William Stowers, controller, has been given the responsibilty to analyze outsourcing the production. His report is brovided below:
In 2020, total production costs were $5,200,000 or $2.60 per controller. The low-cost outside bidder for the production was Altergo, Inc. They are a highly respected company and their offer is $2.50 per controller. Although the savings relates to outsourcing is only $0.10 per unit, with annual production of 2 million units, this amounts to $200,000 per year. The present value of savings, with a five-year horizon and a 10% cost of capital is $758,157. Thus I recommend that we outsource the controller production. You also asked me to determine the selling orice of our existing production equipment. I showed it to Altergo's representatives.

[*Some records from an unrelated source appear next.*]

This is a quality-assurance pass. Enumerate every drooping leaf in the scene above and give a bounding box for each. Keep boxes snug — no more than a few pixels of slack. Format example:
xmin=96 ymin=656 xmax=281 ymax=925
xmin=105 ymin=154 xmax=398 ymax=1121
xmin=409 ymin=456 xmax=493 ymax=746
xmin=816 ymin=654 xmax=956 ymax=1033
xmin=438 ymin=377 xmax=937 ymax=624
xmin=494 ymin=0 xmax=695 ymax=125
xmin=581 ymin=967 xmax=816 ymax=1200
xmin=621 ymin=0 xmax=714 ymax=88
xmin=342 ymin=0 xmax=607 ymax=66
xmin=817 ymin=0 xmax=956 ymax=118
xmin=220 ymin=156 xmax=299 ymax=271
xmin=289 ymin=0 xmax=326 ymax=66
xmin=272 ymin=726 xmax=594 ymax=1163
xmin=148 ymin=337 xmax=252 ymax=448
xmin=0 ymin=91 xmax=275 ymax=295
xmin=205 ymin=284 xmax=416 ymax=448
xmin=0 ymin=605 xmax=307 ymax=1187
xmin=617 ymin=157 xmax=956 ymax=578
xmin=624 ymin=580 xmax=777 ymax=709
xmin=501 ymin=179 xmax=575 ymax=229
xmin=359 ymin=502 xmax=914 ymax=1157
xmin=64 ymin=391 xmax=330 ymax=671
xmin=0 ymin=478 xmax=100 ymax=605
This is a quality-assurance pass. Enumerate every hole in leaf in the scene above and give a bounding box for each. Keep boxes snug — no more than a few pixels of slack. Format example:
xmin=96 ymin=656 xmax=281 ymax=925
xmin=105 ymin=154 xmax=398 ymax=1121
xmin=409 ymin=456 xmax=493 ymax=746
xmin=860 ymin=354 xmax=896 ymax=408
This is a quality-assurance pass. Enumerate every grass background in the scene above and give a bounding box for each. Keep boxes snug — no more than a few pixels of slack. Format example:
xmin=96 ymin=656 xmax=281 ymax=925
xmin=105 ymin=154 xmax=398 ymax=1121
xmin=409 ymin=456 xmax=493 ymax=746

He said the equipment is dated and the market value is essentially zero. At any rate, they are not interested in purchasing the equipment even if we select them as a supplier. If we outsource, we cannot use the facility for another purpose. As you know, the building is run down and its not even a suitable space for programmers! Finally, I want to mention another issue that enhances the appeal of outsourcing. The equipment is currently on our books at $1,500,000 with an expected remaining life of 5 years. This generates $300,000 prr year of depreciation expense. If we outsource, we will have a $1,500,000 tax loss on disposal of equipment, which will save us approximately $525,000, assuming a 35% tax rate. Thus the total value of outsourcing is $758,157+$525,00=$1,283,157. Please call me if you have questions regarding this analysis.
Required: Do you agree with the analysis? Are his calcualtions correct? If not, show how you derived your answer? Should Sergo outsource to Altergo and why or why not?